Secondo la Commissione, tali pratiche costituiscono un abuso della posizione dominante nel mercato dell'intermediazione pubblicitaria nei motori di ricerca, che impedisce una concorrenza basata sul merito. Google, infatti, detiene una posizione dominante nel mercato dell'intermediazione pubblicitaria nei motori di ricerca nello Spazio economico europeo (SEE) almeno dal 2006: tra il 2006 e il 2016 Google deteneva una quota di mercato superiore al 70%. Inoltre, nel 2016 Google aveva detenuto quote generalmente superiori al 90% nei mercati nazionali della ricerca generica e superiori al 75% nella maggior parte dei mercati nazionali della pubblicità collegata alle ricerche.

La Commissione ha rilevato che la condotta di Google ha danneggiato la concorrenza ed i consumatori, altresì limitando l’innovazione. I concorrenti di Google non sono stati infatti in grado di crescere e di offrire servizi di intermediazione pubblicitaria alternativi a quelli di Google.
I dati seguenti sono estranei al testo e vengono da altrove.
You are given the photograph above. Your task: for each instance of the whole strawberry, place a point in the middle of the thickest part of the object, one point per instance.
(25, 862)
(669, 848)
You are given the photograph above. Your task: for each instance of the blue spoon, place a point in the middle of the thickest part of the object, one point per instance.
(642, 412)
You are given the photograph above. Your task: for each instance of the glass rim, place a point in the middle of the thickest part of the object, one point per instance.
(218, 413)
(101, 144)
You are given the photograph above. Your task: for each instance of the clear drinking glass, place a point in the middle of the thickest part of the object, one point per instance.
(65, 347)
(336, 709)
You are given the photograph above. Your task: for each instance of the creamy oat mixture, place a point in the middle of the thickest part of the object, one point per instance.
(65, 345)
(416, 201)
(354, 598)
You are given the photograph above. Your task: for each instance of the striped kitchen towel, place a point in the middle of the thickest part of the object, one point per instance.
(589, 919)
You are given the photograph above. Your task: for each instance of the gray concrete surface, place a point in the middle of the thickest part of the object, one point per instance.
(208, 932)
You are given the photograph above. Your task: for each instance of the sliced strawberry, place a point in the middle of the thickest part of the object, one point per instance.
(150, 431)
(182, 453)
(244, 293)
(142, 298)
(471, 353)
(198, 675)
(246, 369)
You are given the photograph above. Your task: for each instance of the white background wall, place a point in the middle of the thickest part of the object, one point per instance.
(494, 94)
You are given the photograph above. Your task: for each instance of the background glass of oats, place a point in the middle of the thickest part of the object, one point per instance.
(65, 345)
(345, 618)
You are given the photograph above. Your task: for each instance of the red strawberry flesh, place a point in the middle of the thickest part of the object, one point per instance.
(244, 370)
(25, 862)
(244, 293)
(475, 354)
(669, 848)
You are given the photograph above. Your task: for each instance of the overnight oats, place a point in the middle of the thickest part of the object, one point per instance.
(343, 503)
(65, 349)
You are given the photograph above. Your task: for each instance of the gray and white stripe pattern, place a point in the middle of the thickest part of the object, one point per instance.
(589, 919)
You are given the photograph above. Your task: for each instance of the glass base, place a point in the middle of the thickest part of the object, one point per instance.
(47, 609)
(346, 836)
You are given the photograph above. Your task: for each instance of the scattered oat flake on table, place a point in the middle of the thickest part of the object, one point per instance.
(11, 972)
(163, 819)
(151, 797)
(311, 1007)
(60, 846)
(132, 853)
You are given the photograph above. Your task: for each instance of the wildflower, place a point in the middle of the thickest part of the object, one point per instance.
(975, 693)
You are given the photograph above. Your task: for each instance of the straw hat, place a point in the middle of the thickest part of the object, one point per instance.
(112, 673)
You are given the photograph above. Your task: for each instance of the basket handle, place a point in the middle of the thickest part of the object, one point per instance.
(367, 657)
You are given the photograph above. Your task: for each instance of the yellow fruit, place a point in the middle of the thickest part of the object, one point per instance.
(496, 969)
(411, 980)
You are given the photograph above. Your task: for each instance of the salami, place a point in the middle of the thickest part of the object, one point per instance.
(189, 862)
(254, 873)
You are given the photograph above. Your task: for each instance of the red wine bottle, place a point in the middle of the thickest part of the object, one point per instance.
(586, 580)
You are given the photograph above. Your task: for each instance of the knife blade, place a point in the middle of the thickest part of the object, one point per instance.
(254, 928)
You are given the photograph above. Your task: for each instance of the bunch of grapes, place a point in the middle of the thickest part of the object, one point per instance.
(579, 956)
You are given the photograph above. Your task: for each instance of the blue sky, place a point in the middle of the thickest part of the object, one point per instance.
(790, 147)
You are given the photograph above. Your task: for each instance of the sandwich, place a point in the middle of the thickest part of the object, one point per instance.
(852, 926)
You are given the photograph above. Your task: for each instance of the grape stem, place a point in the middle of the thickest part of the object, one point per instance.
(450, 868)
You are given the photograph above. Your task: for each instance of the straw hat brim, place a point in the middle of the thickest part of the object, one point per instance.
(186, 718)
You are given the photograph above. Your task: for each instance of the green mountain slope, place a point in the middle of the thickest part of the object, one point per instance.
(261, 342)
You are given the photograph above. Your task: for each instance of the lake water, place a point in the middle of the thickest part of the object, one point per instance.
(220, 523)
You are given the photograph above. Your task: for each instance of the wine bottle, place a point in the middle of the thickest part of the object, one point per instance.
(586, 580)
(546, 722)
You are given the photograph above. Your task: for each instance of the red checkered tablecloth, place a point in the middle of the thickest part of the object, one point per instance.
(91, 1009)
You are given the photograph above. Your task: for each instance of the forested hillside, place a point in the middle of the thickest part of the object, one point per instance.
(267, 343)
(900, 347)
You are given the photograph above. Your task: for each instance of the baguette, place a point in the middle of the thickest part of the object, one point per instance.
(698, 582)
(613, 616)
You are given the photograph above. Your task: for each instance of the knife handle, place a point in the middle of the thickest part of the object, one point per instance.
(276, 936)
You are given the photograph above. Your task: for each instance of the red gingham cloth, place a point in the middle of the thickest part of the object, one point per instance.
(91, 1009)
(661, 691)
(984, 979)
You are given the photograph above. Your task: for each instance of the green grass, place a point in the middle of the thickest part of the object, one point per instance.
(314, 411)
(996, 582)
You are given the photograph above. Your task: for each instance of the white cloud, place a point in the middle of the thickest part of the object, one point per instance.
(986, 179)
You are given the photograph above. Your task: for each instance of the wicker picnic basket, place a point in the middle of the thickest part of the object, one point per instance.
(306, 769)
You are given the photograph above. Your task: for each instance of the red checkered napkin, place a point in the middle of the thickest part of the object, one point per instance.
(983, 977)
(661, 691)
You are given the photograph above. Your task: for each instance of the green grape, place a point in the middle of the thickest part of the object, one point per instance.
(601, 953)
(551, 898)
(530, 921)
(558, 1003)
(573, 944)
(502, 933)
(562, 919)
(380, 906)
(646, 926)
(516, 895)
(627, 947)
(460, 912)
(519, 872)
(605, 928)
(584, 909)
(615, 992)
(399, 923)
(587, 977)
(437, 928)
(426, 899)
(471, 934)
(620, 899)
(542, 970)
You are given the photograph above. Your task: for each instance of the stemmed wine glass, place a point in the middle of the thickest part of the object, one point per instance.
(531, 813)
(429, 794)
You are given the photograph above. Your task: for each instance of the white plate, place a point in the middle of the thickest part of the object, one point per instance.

Di conseguenza, i proprietari dei siti web disponevano di opzioni più limitate per monetizzare gli spazi e sono stati costretti ad affidarsi quasi esclusivamente a Google.

L’ammenda inflitta dalla Commissione ammonta a circa 1,49 miliardi di euro e corrisponde al 1,29% del fatturato di Google nel 2018. L’importo della sanzione tiene conto della durata e della gravità dell'infrazione ed è stato calcolato sulla base del valore delle entrate di Google provenienti dall'intermediazione pubblicitaria nei motori di ricerca nel SEE, nel rispetto degli Orientamenti per il calcolo delle ammende del 2006.

Non è la prima volta che la Commissione sanziona Google per pratiche restrittive della concorrenza. Nel luglio 2018, la Commissione aveva inflitto a Google una sanzione record di circa 4,34 miliardi di euro per la violazione dell’articolo 102 del Trattato sul Funzionamento dell’Unione Europea (TFUE), con riferimento al mercato dei dispositivi mobili Android5 . Inoltre, nel giugno 2017 la Commissione aveva imposto a Google una sanzione di circa 2,42 miliardi di euro per abuso di posizione dominante in relazione al servizio di comparazione dei prezzi online Google Shopping.